Our analyses conducted in a multiethnic cohort of patients with SLE failed to show that any of the items from the wealth questionnaire had a direct impact on disease activity (as measured by the SLAM score and physician SLAM global); instead, African American ethnicity was consistently found to be associated with more disease activity, and this was the case even after the wealth questions were forced into the models. Although poverty failed to predict disease activity as measured by the SLAM score, other indicators of poor socioeconomic status, such as fewer years of formal education and more abnormal illness-related behaviors, were retained in the multivariate analyses. On the other hand, poverty and the interaction of African American ethnicity and poverty were important factors associated with disease activity as measured by the physician's global assessment. Given the fact that disease activity at disease onset and over time have been consistently found to be important predictors of the occurrence of damage (15), our data support the notion that patients of noncaucasian ethnicity with a lower socioeconomic status are at risk of experiencing more damage. Wealth, as measured in our patients, did not appear to offer an advantage over the traditional measures of socioeconomic status in terms of further determining the risk of poorer outcomes in SLE among disadvantaged ethnic minorities.

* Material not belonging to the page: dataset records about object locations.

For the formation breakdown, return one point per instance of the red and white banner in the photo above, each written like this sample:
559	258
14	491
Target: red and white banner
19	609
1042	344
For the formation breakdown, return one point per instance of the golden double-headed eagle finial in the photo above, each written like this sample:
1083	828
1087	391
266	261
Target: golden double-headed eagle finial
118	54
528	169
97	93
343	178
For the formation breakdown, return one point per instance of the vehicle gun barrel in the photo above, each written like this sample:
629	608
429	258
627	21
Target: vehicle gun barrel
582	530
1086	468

Some inherent limitations of the analyses presented should be noted. These analyses did not include all LUMINA patients and not all patients who answered the wealth questionnaire were included in the multivariate analyses because of missing data for some of the other variables in the models. Those patients not included in the analyses (n = 198) were, however, comparable in their main features with those included in the analyses (n = 202) and to the overall LUMINA cohort. Because the wealth variables were not even marginally significant in the multivariate analyses, we do not think the results would have been very different had all patients been included in the multivariate analyses. Because the number of patients in whom the wealth questionnaire was applied on the intake visit constituted less than half of the total, we could not perform the multivariate analyses on this group alone. Thus, we cannot rule out that wealth may influence disease activity if examined much earlier in the course of lupus. Likewise, we cannot rule out the possibility that wealth may influence disease activity at a later time because few patients have had a significant number of visits after the first wealth questionnaire was applied, and thus, such analysis was not carried out.

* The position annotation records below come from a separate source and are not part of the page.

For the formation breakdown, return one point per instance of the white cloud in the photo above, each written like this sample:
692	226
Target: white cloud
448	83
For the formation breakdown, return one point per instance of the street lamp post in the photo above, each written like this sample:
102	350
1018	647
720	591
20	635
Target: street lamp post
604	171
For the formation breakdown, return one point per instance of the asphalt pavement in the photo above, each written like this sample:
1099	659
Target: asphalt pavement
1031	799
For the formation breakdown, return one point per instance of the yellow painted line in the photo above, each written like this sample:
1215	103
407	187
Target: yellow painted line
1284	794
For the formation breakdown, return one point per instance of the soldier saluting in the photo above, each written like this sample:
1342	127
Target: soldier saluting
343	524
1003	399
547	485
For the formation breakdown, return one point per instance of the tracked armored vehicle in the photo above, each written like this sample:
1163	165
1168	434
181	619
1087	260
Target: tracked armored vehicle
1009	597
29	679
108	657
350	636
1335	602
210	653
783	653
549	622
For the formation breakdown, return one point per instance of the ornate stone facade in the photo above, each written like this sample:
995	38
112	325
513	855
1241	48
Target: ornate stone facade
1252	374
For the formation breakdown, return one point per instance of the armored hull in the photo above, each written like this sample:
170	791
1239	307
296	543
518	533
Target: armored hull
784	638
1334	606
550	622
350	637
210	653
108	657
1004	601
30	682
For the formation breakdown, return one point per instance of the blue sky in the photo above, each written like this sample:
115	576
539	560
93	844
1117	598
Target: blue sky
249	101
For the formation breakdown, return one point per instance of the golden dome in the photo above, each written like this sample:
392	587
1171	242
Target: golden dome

In summary, although data from our cohort support the relationship between low socioeconomic status and lupus outcomes (14–16), we have failed to show the wealth questionnaire as having additional predictive value over and above the traditional measures of socioeconomic status in disease activity in SLE. It is possible, however, that this questionnaire may provide additional insight into other SLE outcomes where poverty has been shown to be a stronger predictor (mortality, for example) of outcome (3, 4, 13, 16). Such studies are now under way.